In the hw, I stipulated a time dependence that does keep the adiabatic parameter constant (assuming the energy

- Considered motion of a charge in a uniform magnetic field growing in time. The adiabatic invariant is proportional
to the magnetic flux through the orbit. Now if the charge is instead in a time independent field, but moving into
a region of stronger field, it is repelled. We can see this in terms of the Lorentz force, but also from an effective
potential: using the adiabatic conservation law we expressed the kinetic energy perpendicular to the field in terms of the
field strength.

Tuesday, Nov. 29

Canonical transformations: One can change the phase space coordinates (q, p) to new coordinates (Q,P) and preserve
the form of Hamilton's equations. (Here the index i on different coordinates and momenta is implicit.)
If this coordinate change is time independent, the Hamiltonian is unchanged.
(With time dependence, the Hamiltonian is changed.) The condition of preserving the form of Hamilton's equations
turns out to be equivalent to the condition that all Poisson brackets are preserved: {f, g}q,p = {f,g}Q,P, where the subscripts
indicate which coordinates enter in the partial derivatives defining the Poisson bracket. In fact, this is equivalent to
the condition that {Q^i, Q^j}q,p = 0 = {P_i, P_j}q,p and {Q^i, P_j}q,p = δ^i_j. Equivalently, the roles of q, p and Q, P can
be reversed in this statement. Q,P satisfying this are said to be canonically conjugate.

Examples:

- Q = 5q, and P= p/5

- More generally, Q = Q(q), and P = p (∂q/∂Q).
This is the Hamiltonian version of an arbitrary change of generalized coordinate in the Lagrangian,

L(q, qdot) = L(q(Q), (∂q/∂Q) Qdot) .

In fact, P can be found directly from the definition of the canonical momentum:

P = ∂L/∂Qdot = (∂L/∂qdot) (∂q/∂Q) = p (∂q/∂Q).
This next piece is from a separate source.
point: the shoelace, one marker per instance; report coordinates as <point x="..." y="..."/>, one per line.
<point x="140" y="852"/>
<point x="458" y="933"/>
- Even more generally, the previous example works when there is more than one generalized coordinate, and ∂q/∂Q is replaced
by the Jacobian ∂q^i/∂Q^j.

- In the previous examples the new Q's depend only on the old q's, not on the old p's. A generalization of that is Q = p,  and p = -Q.

- A juicier example is to use the Hamiltonian itself as a coordinate. More specifically, consider a harmonic oscillator with Hamiltonian
H = p^2/2m + mw^2 x^2/2, and define I = H/w and theta = arctan(mwq/p) (which is the angle measured clockwise from the p axis
in units with m = w =1). Then {theta, I} = 1, so this coordinate change is a canonical transformation. Hamilton's equations take a
very simple form in these coordinates: H = wI, so dtheta/dt = ∂H/∂I = w, and dI/dt = -∂H/∂theta = 0.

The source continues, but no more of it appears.